Taluni tendono a sottovalutare l’entità di tale fenomeno, ma è nostro
comune dovere porvi l’accento, non solo per il benessere dei soggetti poco
avvezzi all’impiego del sapone, ma anche e soprattutto per salvaguardare
l’aspettativa di vita di coloro che questi ultimi circondano.
Tutti noi patiamo gli attuali sbalzi delle temperature, ma ciò non
implica la necessità di far sobbalzare anche l’olfatto di chi vi sta accanto,
ogniqualvolta fate ingresso in un loco. Al di là del naso sensibile di
determinati individui, sovente di ciò accusati, v’è una soglia, cordiali
lettori avversi all’igiene, al di là della quale sareste suscettibili di
denuncia ex art. 56 del codice penale (per chi non lo sapesse, relativo al
delitto tentato), alle volte sfociabile in omicidio colposo, quando ci
allietate con la vostra soave presenza in luoghi chiusi. Metro, treni e sale
d’attesa possono talvolta divenire letali, ma mai la nostra incolumità è messa
a repentaglio come quando un individuo ostile al bagnoschiuma ci si apposta
accanto in ascensore. Potrete
entrare in simbiosi con le pareti dello stesso quanto vorrete, nel disperato tentativo
di catturare le ultime molecole di ossigeno sottrattesi alla contaminazione, ma
qualora il suddetto dovesse essere minuto come quello del mio condominio, è suggeribile
cominciare a pensare ai destinatari del proprio testamento.

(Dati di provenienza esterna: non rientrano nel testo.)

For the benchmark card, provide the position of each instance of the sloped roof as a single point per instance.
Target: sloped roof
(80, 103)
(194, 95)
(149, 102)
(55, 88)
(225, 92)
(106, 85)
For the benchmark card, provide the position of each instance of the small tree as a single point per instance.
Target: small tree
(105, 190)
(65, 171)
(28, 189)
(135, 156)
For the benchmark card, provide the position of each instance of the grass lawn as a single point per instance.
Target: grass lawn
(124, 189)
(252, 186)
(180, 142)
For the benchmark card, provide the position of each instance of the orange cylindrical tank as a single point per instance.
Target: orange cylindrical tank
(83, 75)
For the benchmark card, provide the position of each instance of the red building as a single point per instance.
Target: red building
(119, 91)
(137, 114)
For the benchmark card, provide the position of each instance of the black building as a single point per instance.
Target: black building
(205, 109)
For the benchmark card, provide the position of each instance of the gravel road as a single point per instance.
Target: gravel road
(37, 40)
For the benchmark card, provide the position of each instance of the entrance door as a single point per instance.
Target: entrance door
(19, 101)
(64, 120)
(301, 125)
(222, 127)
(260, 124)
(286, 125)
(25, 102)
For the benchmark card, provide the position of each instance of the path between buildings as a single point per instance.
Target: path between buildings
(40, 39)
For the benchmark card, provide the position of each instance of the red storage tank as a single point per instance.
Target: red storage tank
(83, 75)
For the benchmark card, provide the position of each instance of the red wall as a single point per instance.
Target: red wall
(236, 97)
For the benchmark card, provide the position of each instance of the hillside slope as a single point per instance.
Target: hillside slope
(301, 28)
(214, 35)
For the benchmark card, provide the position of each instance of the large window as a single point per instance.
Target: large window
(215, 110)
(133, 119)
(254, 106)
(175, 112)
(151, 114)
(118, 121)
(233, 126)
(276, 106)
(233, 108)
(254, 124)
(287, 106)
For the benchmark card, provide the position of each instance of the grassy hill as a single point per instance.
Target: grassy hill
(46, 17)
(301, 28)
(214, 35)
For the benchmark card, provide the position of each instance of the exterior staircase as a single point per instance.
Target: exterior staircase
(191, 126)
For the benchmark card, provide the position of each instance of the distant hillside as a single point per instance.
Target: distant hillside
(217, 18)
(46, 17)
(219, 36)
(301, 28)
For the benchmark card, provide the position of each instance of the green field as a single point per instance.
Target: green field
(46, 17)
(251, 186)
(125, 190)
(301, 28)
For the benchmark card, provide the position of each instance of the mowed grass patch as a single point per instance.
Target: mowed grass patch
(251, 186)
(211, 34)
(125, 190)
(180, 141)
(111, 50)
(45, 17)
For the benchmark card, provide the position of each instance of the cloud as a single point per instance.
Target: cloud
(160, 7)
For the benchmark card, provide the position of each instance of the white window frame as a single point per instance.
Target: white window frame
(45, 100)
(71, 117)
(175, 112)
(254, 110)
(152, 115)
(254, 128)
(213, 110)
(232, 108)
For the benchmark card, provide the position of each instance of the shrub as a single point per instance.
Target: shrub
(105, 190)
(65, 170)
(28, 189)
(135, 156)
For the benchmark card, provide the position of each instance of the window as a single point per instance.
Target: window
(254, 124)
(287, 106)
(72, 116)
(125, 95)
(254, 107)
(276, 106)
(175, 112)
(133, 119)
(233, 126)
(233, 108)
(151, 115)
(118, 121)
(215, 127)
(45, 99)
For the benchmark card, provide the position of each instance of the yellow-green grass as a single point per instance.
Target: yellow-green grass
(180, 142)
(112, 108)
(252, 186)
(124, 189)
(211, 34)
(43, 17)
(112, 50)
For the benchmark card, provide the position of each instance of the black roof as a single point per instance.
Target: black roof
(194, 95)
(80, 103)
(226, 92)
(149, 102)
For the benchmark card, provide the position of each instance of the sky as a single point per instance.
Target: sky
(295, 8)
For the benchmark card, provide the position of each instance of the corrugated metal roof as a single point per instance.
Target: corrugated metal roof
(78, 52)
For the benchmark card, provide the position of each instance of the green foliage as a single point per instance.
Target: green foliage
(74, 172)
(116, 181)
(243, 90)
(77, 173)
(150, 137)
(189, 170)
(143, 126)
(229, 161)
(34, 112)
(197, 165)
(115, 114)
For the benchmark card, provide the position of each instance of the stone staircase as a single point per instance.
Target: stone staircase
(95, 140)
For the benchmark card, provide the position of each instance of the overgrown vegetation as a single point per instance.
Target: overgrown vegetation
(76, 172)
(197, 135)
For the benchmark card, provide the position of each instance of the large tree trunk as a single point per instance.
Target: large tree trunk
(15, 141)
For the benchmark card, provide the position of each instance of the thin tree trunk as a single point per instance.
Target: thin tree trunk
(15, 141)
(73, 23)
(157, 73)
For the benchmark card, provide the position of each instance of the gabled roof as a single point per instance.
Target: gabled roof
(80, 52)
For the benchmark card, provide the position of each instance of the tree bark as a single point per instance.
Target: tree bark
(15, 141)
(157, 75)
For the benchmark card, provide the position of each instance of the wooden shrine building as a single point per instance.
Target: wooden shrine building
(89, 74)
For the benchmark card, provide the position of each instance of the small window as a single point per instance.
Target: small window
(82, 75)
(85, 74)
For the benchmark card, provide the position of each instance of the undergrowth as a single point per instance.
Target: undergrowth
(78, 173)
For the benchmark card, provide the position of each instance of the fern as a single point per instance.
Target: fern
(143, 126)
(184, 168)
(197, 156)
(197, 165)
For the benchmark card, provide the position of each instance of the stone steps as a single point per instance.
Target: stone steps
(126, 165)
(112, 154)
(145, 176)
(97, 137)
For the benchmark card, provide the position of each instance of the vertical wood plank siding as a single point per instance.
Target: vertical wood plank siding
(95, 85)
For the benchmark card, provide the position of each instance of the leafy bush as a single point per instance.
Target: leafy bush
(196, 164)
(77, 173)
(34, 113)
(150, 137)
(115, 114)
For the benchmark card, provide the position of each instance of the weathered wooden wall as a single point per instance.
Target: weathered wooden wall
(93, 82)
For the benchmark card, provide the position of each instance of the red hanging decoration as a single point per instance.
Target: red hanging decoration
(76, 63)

La domanda che mi sorge spontaneamente, ogni sacrosanta volta che il mio
spirito di autoconservazione mi spinge ad andare in apnea, onde sfuggire al
tanfo del gentiluomo o della gentildonna malauguratamente adagiatasi di fianco
a me, è sempre la stessa: ma lo sa o non
lo sa?
Lo sa o non lo sa che il suo mero passaggio aumenta veriginosamente il
rischio di soffocamento del 90% dei soggetti ad egli/ella circostanti? Lo sa o
non lo sa di sfiorare il fetore di una pantegana morta in decomposizione? Sa o
non sa di violentare ripetutamente e cruentemente il mio olfatto e quello
altrui, ad ogni passo che compie verso la nostra direzione? Sa o non sa di
essere una potenziale arma di distruzione di massa? Lo sa o non lo sa? E in
caso negativo, come fottutissimamente può non saperlo, per Dio? Come? COME??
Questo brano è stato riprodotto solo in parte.